Wednesday, April 3, 2013

Book: Secret Rendezvous by Kobo Abe


Every reasonably successful writer has one work used by publishers to sell all the others. "If you liked _____, you'll love ______." I have no criticism for this technique in marketing because it has worked on me a number of times walking through aisles in the local bookstore. Whether or not this method is accurate depends largely on the author. Some writers stick to certain subject matter as their muse, delving deeper and deeper into previously traversed themes, but some authors are just too unpredictable to market this way. Kobo Abe is certainly one of the loose canons in surrealist literature. Printed in bold lettering on the cover of Secret Rendezvous is "Author of The Woman in the Dunes," but having read Woman in the Dunes I can confidently say it didn't prepare me for this.

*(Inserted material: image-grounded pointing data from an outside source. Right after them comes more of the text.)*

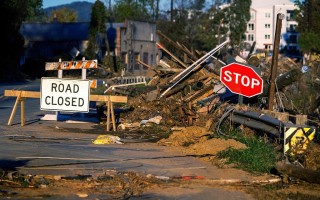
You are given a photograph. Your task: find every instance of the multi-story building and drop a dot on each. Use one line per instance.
(262, 24)
(130, 40)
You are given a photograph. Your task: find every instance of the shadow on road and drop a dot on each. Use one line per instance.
(12, 164)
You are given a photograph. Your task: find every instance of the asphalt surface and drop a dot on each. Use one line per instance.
(60, 148)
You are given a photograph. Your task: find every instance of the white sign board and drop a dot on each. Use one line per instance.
(64, 95)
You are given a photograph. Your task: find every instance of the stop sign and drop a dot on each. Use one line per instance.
(241, 79)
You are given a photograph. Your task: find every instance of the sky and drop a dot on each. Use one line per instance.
(50, 3)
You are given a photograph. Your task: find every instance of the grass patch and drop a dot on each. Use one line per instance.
(259, 156)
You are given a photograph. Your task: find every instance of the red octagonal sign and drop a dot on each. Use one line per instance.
(241, 79)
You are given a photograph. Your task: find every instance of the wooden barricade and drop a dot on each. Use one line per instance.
(22, 95)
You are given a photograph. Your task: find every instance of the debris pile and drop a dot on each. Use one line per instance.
(185, 91)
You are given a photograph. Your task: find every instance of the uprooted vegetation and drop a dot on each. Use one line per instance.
(192, 101)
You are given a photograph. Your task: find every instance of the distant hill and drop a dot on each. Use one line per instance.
(83, 9)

The story starts out with a fairly easy to accept conflict. A husband and wife are sitting in bed when an ambulance stops at their front door. Two medics rush into their home, grab the woman, and strap her to a stretcher. The wife attempts to convince the medics that she is in perfect health and has no idea why she's being taken but they are under orders. The husband, seeing the proper paperwork allows his wife to be taken and decides to drive over to the hospital later on to pick her up. Unfortunately, when the husband arrives at the hospital his wife is nowhere to be found. She checked in, but was never assigned a room and the security guard has no idea where she could have gone.

The man begins a journey in search of his wife and from here the narrative devolves into absolute chaos. There's an on-call doctor who is found masturbating (for the purpose of donating to the fertility ward) and breaks his neck upon being discovered. There's an impotent hospital executive who wants nothing more than to be a horse and uses the bottom half of the injured doctor to achieve his goal. There's a nurse who was born in a test tube, and therefore has no basis for human intimacy, who thinks the only way to be close to someone is to watch them pleasure themselves. There's a girl with a particularly horrifying disease causing her bones to gradually dissolve into liquid. And all of these characters are preparing for the yearly anniversary of the hospital which is celebrated with a contest to pick the female patient that can have the most orgasms in a day. While all of this is going on, every detail is recorded on innumerable listening devices hidden around the hospital grounds, the tapes of which are sold in a sort of black market for people who take pleasure in overhearing others.

The obvious themes here are sexual disorder, identity disorder, and exhibitionism. And through it all the husband is a constant victim of the insanity surrounding him. He only wants to find his wife. None of these other characters are of any consequence to him, but in time it becomes obvious that his wife is there for a reason and so is he. The insatiable beast that is the hospital ensnares him, devours him, and, for continuity of the metaphor, shits him out.

I have no shame in saying I love books like this, books that explore the absurd, books that pay no mind to what might be socially acceptable to talk about. Highly recommended.